Re: http URIs as names and scalability from Miles Sabin on 2002-10-13 (www-tag@w3.org from October 2002)

From: Miles Sabin <miles@milessabin.com>
Date: Sun, 13 Oct 2002 10:11:53 +0100
To: www-tag@w3.org
Message-Id: <200210131011.54102.miles@milessabin.com>

Larry Masinter wrote,
> It would be very bad if the web architecture REQUIRED or even
> ENCOURAGED implementors of widely used media types to actually go off
> and GET the namespace URI. So a web design that had browsers actually
> trying to connect to www.w3.org and "GET /1999/xhtml" whenever they
> tried to open an XHTML document ... well, that would be a bad design.

I've raised this issue several times over the last few years, tho' wrt 
DTD external subset system ids rather than namespace URIs, and the 
response has always seemed to be either that the problem is with poor 
implementations or that caching/catalogs and content distribution are 
the answer.

The problem here is that the poor (or maybe malicious) implementation is 
at the client end, so not under the control of the URI publisher.
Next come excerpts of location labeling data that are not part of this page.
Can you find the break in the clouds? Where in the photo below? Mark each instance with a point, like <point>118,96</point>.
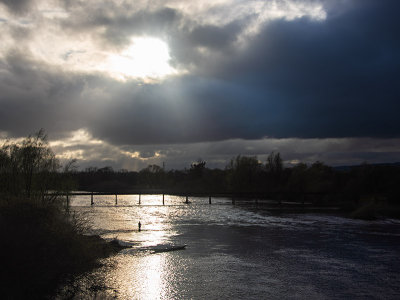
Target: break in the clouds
<point>146,79</point>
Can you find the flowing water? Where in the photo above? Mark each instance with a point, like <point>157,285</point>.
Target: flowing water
<point>237,252</point>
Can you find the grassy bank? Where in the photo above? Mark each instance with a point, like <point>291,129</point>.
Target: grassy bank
<point>42,247</point>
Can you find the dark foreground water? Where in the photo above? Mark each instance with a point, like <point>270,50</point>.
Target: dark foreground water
<point>237,252</point>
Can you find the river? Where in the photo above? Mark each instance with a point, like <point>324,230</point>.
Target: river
<point>236,252</point>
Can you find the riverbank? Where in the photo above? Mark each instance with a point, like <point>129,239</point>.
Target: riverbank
<point>42,248</point>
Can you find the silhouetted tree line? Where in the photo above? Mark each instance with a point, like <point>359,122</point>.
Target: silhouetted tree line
<point>247,175</point>
<point>30,170</point>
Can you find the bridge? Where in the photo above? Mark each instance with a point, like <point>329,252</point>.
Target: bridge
<point>271,199</point>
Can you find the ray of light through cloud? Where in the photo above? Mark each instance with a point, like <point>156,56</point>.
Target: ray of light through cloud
<point>134,83</point>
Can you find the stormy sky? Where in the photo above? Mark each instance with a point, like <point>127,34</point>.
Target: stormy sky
<point>131,83</point>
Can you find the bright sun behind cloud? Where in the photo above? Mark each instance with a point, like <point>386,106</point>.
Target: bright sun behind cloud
<point>147,58</point>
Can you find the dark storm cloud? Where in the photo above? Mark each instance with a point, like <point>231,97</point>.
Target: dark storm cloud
<point>17,6</point>
<point>300,78</point>
<point>338,77</point>
<point>34,95</point>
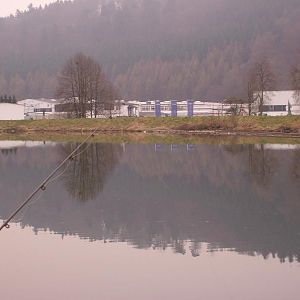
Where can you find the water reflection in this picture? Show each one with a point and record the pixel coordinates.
(84, 179)
(239, 197)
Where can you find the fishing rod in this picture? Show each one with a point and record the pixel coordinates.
(43, 185)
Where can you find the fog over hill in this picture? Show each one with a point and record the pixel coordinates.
(199, 49)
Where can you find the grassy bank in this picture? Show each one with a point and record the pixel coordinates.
(289, 125)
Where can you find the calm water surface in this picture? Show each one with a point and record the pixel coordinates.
(151, 222)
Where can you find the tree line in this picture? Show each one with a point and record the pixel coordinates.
(207, 56)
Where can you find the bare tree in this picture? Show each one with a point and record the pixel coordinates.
(83, 86)
(295, 78)
(262, 79)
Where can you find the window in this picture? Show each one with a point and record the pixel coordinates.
(269, 108)
(43, 110)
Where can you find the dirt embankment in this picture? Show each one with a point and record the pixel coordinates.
(262, 126)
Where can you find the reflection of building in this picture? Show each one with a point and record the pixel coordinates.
(6, 145)
(9, 111)
(279, 103)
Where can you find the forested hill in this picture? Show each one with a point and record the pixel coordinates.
(199, 49)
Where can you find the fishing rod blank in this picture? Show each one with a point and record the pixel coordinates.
(43, 185)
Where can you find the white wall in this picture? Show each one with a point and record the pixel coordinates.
(11, 111)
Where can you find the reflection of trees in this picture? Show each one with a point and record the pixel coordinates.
(262, 164)
(296, 165)
(9, 151)
(86, 176)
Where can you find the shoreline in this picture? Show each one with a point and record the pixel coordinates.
(273, 127)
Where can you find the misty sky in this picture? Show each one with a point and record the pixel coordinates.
(10, 7)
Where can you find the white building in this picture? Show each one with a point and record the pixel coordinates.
(39, 108)
(178, 108)
(9, 111)
(280, 103)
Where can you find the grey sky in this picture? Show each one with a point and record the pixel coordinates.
(10, 7)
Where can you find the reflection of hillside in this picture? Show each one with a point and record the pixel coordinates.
(157, 199)
(88, 170)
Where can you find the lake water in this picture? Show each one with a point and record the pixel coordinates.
(157, 221)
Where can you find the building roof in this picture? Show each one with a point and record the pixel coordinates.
(42, 100)
(281, 98)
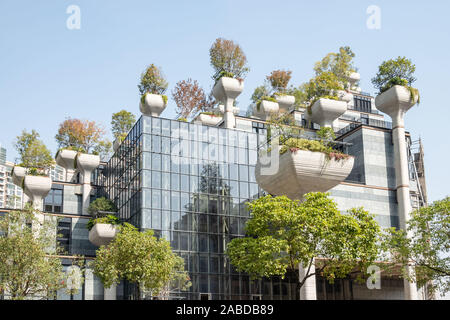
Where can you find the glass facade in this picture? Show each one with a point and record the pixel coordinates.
(190, 184)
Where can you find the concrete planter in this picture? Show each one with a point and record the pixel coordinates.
(301, 171)
(102, 234)
(394, 101)
(226, 91)
(266, 109)
(18, 174)
(325, 111)
(37, 188)
(285, 102)
(208, 119)
(153, 105)
(345, 96)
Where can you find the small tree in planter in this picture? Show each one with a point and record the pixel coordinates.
(190, 98)
(152, 88)
(141, 259)
(396, 72)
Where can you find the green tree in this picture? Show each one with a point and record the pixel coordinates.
(152, 81)
(283, 233)
(338, 63)
(228, 59)
(142, 259)
(32, 151)
(425, 246)
(28, 263)
(121, 123)
(394, 72)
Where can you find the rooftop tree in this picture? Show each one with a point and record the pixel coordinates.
(424, 245)
(82, 135)
(33, 153)
(228, 59)
(142, 259)
(121, 123)
(190, 98)
(283, 233)
(396, 72)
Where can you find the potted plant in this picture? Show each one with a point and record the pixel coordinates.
(103, 225)
(324, 105)
(396, 95)
(152, 88)
(299, 166)
(229, 63)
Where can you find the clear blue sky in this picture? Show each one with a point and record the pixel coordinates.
(48, 72)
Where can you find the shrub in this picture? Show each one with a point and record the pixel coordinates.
(152, 81)
(101, 205)
(108, 219)
(228, 60)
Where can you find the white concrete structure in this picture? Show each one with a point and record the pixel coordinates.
(66, 159)
(37, 188)
(208, 119)
(396, 102)
(102, 234)
(153, 105)
(285, 102)
(325, 111)
(226, 90)
(266, 109)
(86, 164)
(302, 171)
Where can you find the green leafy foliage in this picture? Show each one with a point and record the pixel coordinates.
(228, 60)
(425, 246)
(140, 258)
(282, 233)
(29, 266)
(101, 204)
(33, 153)
(121, 123)
(152, 81)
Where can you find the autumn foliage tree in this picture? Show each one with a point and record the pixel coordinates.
(82, 135)
(190, 97)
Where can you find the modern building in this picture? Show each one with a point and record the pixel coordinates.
(189, 182)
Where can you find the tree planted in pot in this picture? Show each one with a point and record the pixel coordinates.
(152, 87)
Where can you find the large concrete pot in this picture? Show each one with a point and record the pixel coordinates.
(300, 172)
(395, 102)
(226, 90)
(266, 109)
(325, 111)
(208, 119)
(102, 234)
(285, 102)
(37, 188)
(18, 174)
(152, 105)
(66, 159)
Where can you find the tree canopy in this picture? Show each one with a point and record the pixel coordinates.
(32, 151)
(283, 233)
(82, 135)
(228, 59)
(121, 123)
(142, 259)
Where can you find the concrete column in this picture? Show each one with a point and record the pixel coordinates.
(110, 293)
(308, 290)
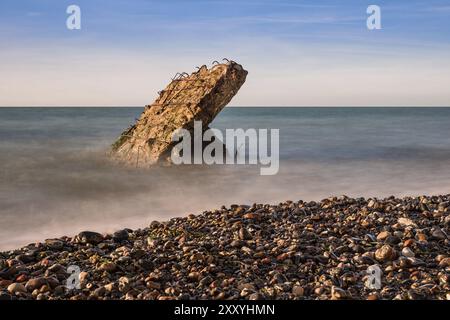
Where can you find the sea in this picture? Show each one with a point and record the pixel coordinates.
(56, 179)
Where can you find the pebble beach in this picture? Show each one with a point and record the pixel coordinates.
(291, 250)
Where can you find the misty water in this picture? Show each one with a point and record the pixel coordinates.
(55, 178)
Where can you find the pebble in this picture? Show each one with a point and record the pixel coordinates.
(407, 252)
(108, 266)
(385, 253)
(16, 288)
(89, 237)
(121, 235)
(244, 234)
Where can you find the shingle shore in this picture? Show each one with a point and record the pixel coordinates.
(293, 250)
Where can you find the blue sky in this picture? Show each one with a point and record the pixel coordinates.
(297, 52)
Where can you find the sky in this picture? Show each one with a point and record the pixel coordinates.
(298, 53)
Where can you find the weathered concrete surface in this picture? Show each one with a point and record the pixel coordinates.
(188, 98)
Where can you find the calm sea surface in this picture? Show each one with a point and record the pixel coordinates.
(56, 180)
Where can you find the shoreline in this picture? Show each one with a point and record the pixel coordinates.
(293, 250)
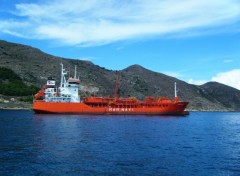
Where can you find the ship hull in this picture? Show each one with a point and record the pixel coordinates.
(173, 108)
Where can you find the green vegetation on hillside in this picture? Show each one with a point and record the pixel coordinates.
(11, 84)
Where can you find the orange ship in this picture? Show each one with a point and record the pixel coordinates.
(66, 100)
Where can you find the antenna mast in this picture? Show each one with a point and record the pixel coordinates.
(116, 87)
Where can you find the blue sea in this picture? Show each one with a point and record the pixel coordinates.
(201, 144)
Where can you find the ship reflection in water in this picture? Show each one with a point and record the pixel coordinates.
(199, 144)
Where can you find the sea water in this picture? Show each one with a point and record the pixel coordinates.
(203, 143)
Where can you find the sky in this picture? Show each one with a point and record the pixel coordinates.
(196, 41)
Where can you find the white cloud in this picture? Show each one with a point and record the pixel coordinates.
(197, 82)
(173, 74)
(228, 61)
(231, 78)
(94, 22)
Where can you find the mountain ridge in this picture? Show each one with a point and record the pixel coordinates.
(34, 66)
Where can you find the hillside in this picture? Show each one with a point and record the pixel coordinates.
(34, 66)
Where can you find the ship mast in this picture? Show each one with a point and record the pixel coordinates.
(63, 73)
(175, 89)
(116, 87)
(75, 75)
(175, 92)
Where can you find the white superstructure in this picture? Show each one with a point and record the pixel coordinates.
(67, 92)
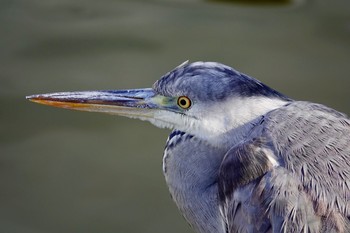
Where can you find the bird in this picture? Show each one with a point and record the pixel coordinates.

It 
certainly used to be the case that many off-the-shelf XML parsers would 
by default attempt to retrieve external subsets when validating, and 
many developers were unware of the need to change that default. We had 
an illustration of the consequences a while back when Netscape "lost" 
the RSS DTD (see http://www.oreillynet.com/cs/weblog/view/wlg/263) and 
lots of peoples feeds stopped working. Whilst this was an 
administrative mistake, from the POV of the clients, poorly implemented 
or not, it was indistiguishable from a server failure or denial of 
service.

Even more ridiculous would be a use of XML for locally stored 
application configuration information where each read implictly 
involved network access thanks to an attempt to retrive DTD or 
namespace information. Aside from making the application unusable on 
disconnected machines, we could easily imagine the users of an 
increasingly popular product eventually slashdotting the vendor. And 
there's also a privacy issue: each retrieval could be construed as the 
application "phoning home".

So I agree with Larry, there definitely is an architectural issue here. 
It's one thing to say that URIs SHOULD be retriev*able* it's quite 
another to say that they SHOULD be retriev*ed*. That said, as has been 
pointed out more than once, anything which is retrievable probably will 
be retrieved: whether or not it's retrieved often enough to cause 
problems is pretty much indeterminate.

Cheers,


Miles

Received on Sunday, 13 October 2002 05:12:30 UTC